The Roman Catholic Church

INDEPENDENT   6 April 2007

THE ROMAN CATHOLIC CHURCH an illustrated history by EDWARD NORMAN (Thames & Hudson £25.00)

No institution has exercised a more profound influence on Western civilisation than the Roman Catholic church.  The phenomenal success of The Da Vinci Code attests to the power it continues to wield over men’s minds and imaginations even when it no longer does so over their bodies and souls.

Edward Norman’s concise, lucid and thought-provoking history of the Church is therefore both welcome and timely.  Norman, a former Dean of Peterhouse, is said along with his former Cambridge colleagues, Maurice Cowling and Roger Scruton, to have provided a philosophical basis for Mrs Thatcher’s policies (a charge he himself vehemently denies).  Despite his reputation as a controversialist, his position here is impeccably orthodox.  He is clearly one of those who ‘believe that the Church as Christ’s body on earth participates in its indefectibility.’

Since leaving Cambridge, Norman has been Chancellor of York Minister and is currently curate of St James’s, Garlichythe.  Yet, while he remains an Anglican priest, his sympathies are plainly Roman.  Indeed, he cannot resist wicked digs at his own denomination as when he describes Montezuma’s suggestion to Cortez  that Aztec idols should stand on one side of a temple with the Cross and Virgin on the other as an ‘Anglican-style compromise’. 

He regards the Roman Catholic church as directly ordained by Christ and imbued with his authority.  ‘To be a Christian is to be part of the original apostolic tradition conveyed to the world by those appointed by Christ himself.’  He has no problem with the doctrine of papal infallibility which, while accredited since earliest times, was only codified in 1870 during the pontificate of Pius IX, who conveniently declared ‘Before I was pope, I believed in the Infallibility… now I feel it.’

Norman has boundless sympathy for his subject.  This is not the place to look for an account of the decadence of the Borgia popes, still less of the controversy over Pius XII’s conduct during the Second World War.  He even manages to shift the blame for the Inquisition by depicting it as a legacy of the twelfth century Islamic heresy courts and insisting that it was far more enlightened than the secular courts of its time, with its ‘excesses’ largely the product of Protestant propaganda.

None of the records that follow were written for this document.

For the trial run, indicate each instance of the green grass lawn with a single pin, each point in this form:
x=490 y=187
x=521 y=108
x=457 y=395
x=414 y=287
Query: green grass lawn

The book offers a clear chronological history of the Church, from the early councils through the growth of monasticism and the schism between East and West (which, while officially occurring in 1054 over an arcane theological dispute about the Holy Ghost had effectively occurred centuries earlier), to the Reformation and Counter Reformation.  It convincingly shows how the Church’s contraction in Europe was matched by an expansion in Asia and the Americas which both revitalised it and made it truly universal.

Norman has no truck with contemporary notions of political correctness.  He rightly asks why the Church is being asked to apologise for the Crusades while no such demands are being made of Islamic bodies regarding their own invasion of the Byzantine provinces and the Holy Land three centuries earlier.  It was Moslem barbarity and its threat to sacred Christian sites (most notoriously Caliph al-Hakim’s destruction of Christ’s tomb in 1009) that largely inspired the Crusading ideal.

He is on shakier ground in his account of the Conquistadores.   He dismisses the myth of a pre-conquest Golden Age and points out how the missionaries ended mass human sacrifice (just as they later secured the abolition of the suttee rites in India), but, while noting the admirable attempts by religious orders, particularly the Jesuits, to protect the indigenous people and their culture, he makes no mention of the deaths of an estimated 150,000,000 Indians during the sixteenth and seventeenth centuries, the greatest genocide in human history and one that took place in the name and, at times, with the connivance of the Roman Catholic church.

That Church could not wish for a more accomplished apologist than Norman.  He offers a sharp, well-argued and witty account (feudalism as ‘a species of protection racket’;  indulgences as ‘hire-purchase redemption’).  He dismisses ecclesiastical and monastic failings as inevitable in institutions run by human beings and not angels, thereby begging the question of why those institutions themselves show such little compassion for human frailty.  

While admiring Norman’s scholarship, it is nevertheless possible to disagree with his conclusions.   I closed the book more convinced than ever that revelation is not to be found in any institution, let alone one that derives its authority from a gospel passage designed to settle a power-struggle in the early church, before turning in relief to Christ’s own words that ‘The Kingdom of God is within you.’